Degradation products and elution substances from materials can induce cytotoxicity [27]. In this regard, there have been some concerns about the purity of MTA since it is based on a clinker related to Portland cement. According to recent studies, MTA showed evidence of heavy metals such as arsenic, chromium, and lead and the presence of aluminate phase which have been associated with toxicity [28, 29]. Biodentine is claimed by the manufacturer as a high purity dental material due to its production with Active Biosilicate Technology. However, a recent study has found traces of arsenic, chromium, and lead in elutes from a mixed Biodentine solution but also verified that aluminate phase is not included in Biodentine [30]. The biocompatibility of radiopacifiers in materials can be another important issue since they have been observed in high levels in tissues adjacent to the material [31]. MTA has bismuth oxide as a radiopacifier [6]. Several studies demonstrated that the addition of bismuth oxide to Portland cement showed higher cytotoxicity compared with Portland cement alone [32, 33]. On the other hand, Biodentine contains zirconium oxide as a radiopacifier which presents a lower toxicity profile than bismuth oxide [27, 34]. These properties may have contributed to the results of Biodentine which demonstrated relatively high cell viability at all time periods in the present study.
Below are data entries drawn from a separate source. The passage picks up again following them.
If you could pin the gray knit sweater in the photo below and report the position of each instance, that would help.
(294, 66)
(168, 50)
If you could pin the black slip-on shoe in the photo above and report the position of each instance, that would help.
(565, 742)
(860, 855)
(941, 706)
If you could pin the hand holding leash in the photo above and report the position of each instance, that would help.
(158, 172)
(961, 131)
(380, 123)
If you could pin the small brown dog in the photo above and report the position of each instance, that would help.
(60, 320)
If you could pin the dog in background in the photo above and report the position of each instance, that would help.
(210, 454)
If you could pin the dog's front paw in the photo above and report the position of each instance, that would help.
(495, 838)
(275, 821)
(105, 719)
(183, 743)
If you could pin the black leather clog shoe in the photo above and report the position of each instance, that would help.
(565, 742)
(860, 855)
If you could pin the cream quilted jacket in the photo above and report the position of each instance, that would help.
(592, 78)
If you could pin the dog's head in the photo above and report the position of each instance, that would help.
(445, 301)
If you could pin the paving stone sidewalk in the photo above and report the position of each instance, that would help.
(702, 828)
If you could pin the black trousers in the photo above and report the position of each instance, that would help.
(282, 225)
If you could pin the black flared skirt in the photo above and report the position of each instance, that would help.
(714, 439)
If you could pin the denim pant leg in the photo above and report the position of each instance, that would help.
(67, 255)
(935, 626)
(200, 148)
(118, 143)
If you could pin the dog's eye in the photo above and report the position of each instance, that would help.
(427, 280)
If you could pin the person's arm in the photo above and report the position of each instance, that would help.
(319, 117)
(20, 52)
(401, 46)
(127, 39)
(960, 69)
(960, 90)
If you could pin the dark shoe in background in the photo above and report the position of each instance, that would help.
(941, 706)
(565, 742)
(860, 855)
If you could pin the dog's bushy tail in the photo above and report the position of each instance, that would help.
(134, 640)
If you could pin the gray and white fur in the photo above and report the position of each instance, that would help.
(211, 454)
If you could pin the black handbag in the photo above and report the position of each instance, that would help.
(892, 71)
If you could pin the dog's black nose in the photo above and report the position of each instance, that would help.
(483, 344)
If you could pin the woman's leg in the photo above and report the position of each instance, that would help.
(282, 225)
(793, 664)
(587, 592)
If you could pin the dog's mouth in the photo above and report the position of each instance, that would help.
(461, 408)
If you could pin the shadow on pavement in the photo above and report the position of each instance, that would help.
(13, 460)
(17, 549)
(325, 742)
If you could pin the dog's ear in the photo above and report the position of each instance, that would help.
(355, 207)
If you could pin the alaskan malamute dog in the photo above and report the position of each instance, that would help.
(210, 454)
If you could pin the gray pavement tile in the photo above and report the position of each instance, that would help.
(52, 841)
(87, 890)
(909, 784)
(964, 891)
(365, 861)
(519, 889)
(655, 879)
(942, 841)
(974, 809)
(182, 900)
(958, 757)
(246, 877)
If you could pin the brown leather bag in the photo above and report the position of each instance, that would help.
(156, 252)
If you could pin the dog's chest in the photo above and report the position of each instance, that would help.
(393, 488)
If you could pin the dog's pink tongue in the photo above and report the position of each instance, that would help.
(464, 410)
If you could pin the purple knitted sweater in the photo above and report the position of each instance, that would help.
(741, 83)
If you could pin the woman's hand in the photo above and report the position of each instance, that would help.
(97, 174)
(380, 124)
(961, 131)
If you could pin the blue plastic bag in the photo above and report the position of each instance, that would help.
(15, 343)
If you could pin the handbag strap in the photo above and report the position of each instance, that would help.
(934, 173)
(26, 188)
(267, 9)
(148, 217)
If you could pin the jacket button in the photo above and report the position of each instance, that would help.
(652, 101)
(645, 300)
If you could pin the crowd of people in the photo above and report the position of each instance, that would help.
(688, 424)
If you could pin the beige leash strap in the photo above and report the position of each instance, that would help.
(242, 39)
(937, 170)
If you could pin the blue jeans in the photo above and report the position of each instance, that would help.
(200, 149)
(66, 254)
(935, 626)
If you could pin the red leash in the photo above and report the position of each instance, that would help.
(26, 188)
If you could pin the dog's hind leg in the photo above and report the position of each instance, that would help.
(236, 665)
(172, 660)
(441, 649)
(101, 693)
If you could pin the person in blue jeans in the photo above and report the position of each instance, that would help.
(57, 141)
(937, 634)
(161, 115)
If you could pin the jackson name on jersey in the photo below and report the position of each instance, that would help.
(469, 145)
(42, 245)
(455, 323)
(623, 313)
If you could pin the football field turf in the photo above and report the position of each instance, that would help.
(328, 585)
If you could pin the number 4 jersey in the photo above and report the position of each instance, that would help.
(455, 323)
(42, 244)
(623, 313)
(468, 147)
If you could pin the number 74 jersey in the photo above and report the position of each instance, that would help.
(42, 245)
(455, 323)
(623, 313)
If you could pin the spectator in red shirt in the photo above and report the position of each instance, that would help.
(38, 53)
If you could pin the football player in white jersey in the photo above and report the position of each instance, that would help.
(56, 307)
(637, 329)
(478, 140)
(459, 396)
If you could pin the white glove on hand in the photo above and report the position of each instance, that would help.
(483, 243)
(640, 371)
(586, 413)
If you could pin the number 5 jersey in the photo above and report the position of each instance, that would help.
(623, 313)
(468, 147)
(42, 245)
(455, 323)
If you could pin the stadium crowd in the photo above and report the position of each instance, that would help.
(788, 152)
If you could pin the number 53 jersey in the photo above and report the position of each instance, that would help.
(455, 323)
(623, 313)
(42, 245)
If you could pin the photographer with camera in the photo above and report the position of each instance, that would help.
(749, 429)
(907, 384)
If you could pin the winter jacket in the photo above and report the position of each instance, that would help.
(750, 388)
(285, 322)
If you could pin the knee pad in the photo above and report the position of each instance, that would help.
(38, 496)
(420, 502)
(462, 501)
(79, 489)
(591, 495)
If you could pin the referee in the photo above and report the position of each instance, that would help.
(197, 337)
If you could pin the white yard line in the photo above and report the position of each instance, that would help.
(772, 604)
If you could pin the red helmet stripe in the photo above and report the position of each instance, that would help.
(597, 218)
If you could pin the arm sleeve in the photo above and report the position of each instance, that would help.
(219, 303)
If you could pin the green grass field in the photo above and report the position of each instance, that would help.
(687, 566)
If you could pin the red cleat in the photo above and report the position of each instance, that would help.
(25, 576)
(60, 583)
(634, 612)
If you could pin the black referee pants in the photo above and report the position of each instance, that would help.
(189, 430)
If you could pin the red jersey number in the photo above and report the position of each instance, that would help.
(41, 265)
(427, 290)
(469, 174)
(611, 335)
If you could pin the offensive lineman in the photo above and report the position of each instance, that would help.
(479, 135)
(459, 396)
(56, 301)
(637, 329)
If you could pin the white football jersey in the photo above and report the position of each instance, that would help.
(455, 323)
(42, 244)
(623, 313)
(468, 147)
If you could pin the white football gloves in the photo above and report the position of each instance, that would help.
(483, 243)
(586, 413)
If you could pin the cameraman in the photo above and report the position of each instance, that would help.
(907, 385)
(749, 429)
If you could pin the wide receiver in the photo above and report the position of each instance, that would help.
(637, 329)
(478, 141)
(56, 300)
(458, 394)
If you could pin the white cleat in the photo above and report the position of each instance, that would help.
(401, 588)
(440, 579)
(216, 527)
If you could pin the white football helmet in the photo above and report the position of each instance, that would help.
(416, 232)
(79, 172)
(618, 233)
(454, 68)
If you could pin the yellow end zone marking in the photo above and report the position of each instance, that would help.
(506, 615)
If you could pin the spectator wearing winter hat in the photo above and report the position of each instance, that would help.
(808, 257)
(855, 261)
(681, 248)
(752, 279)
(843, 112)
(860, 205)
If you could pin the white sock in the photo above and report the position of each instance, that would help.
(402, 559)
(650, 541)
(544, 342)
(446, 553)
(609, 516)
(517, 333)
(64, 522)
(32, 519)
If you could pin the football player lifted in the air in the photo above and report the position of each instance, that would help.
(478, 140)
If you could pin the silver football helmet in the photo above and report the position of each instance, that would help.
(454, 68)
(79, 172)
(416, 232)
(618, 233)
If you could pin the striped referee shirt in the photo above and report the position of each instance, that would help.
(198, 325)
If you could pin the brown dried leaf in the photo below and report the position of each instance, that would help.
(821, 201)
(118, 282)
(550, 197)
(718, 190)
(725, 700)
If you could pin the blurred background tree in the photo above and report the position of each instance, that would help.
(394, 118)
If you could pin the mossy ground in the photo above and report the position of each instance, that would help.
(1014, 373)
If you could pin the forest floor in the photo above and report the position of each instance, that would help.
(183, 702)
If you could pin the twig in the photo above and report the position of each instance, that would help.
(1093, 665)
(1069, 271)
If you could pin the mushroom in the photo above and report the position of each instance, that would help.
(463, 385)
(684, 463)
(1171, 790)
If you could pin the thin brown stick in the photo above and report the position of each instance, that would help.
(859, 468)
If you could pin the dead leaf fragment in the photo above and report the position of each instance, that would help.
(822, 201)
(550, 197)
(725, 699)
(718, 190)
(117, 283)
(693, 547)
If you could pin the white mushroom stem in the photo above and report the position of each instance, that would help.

Laboratory studies cannot simulate the complex biological conditions of the clinical status. Therefore, the results obtained from the preliminary cytotoxicity tests have limitations with respect to direct correlation with clinical situations. However, they do provide reproducible and reliable means for comparing and testing new materials and establishing international standards. According to the results of the present in vitro study all materials showed changes in cell viability over time; however, there was no difference between materials in terms of cytotoxicity and each material presented acceptable cell viability as being consistent with a limited number of in vivo studies in the literature [35-37].

In conclusion, CEM and Biodentine presented similar cytotoxicity profiles to MTA and can be considered as alternative materials for root-end surgery procedures.